This'll be a question for @katiebreivik.

I'm currently evolving every binary in COSMIC for 13.7 billion years - this is not correct given that they each have different birth times. We should account for this. Either:

1. Maybe there's a method in COSMIC to just set the max_ev_time individually 🤞🏻
2. Or, we do something sneaky like force bcm to include a timestep of an exact time for each binary perhaps?

Here's the repo! For comparing to Gaia we need to account for all sorts of things like dust that make measuring reality hard.

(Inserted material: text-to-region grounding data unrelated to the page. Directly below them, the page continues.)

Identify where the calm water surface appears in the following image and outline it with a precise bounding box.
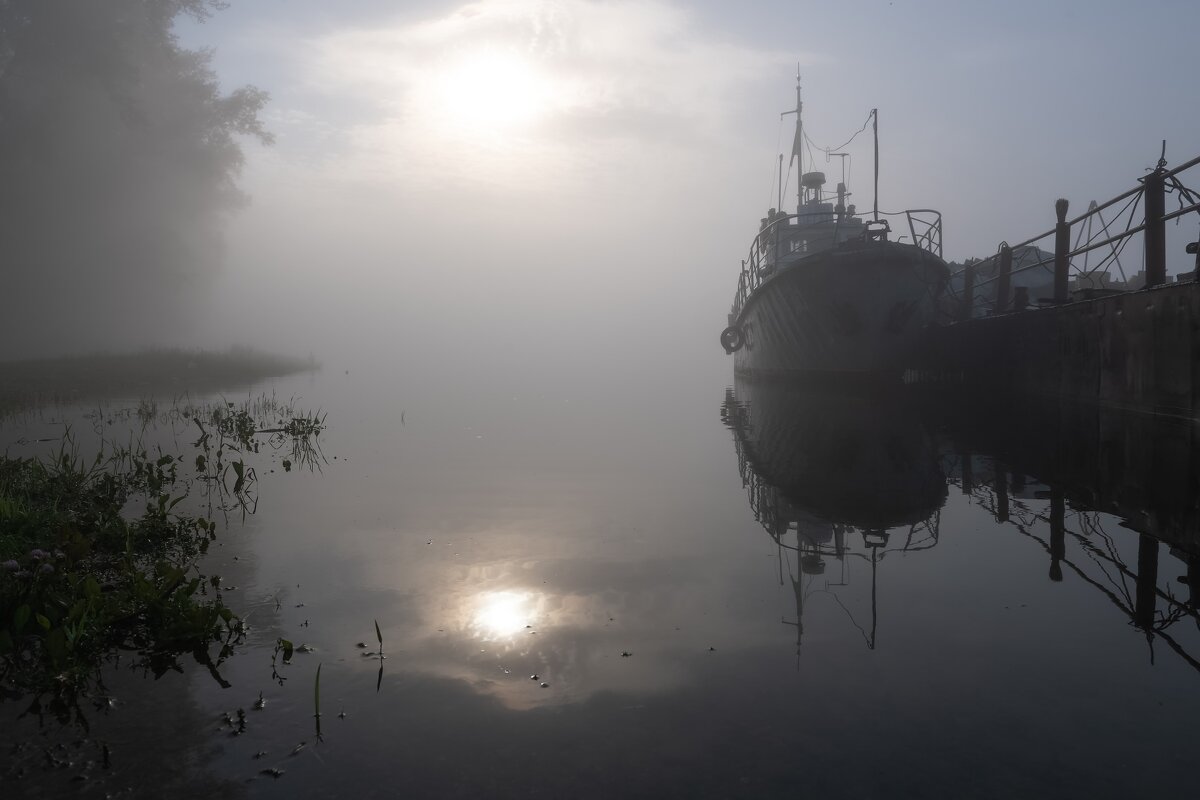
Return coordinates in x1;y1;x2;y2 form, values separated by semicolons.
4;364;1199;798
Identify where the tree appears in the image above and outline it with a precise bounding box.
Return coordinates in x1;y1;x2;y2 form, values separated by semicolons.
0;0;271;356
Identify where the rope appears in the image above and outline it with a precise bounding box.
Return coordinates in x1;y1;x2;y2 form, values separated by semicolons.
1071;191;1141;283
802;110;875;156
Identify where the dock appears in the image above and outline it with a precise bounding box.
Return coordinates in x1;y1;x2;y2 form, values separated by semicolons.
909;151;1200;418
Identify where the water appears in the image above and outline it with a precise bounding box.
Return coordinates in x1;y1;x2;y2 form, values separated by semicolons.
3;365;1199;798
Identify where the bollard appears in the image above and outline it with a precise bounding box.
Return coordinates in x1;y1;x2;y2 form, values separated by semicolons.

We currently just have met=0.02 for COSMIC. It would be easy enough to edit InitialBinaries with the drawn metallicities from whatever Galaxy model we use. Do it!

• Move events stuff to events.py
• Move evolving function into a method of Population in pop.py.
• Set initial galactic velocities in class also (probably add them to Population.initial_galaxy

Work on understanding querying of Gaia and getting out the runaways (Katie will help with some code I believe).

I'm unsure what we're going to require for this. I imagine it will be useful to know how many massive objects are passing between us and Galactic centre. Perhaps integrating the orbits forwards by a couple of decades would be useful for getting rates?

Need to think about this more

Where did merger events occur? We will need to recompute the orbits of the merging DCOs to get the exact location.

This is generally defined using effective temperature and absolute magnitude (=M_ZAMS) cuts. One option for working out what these should be could be to create a CMD for a grid of COSMIC data.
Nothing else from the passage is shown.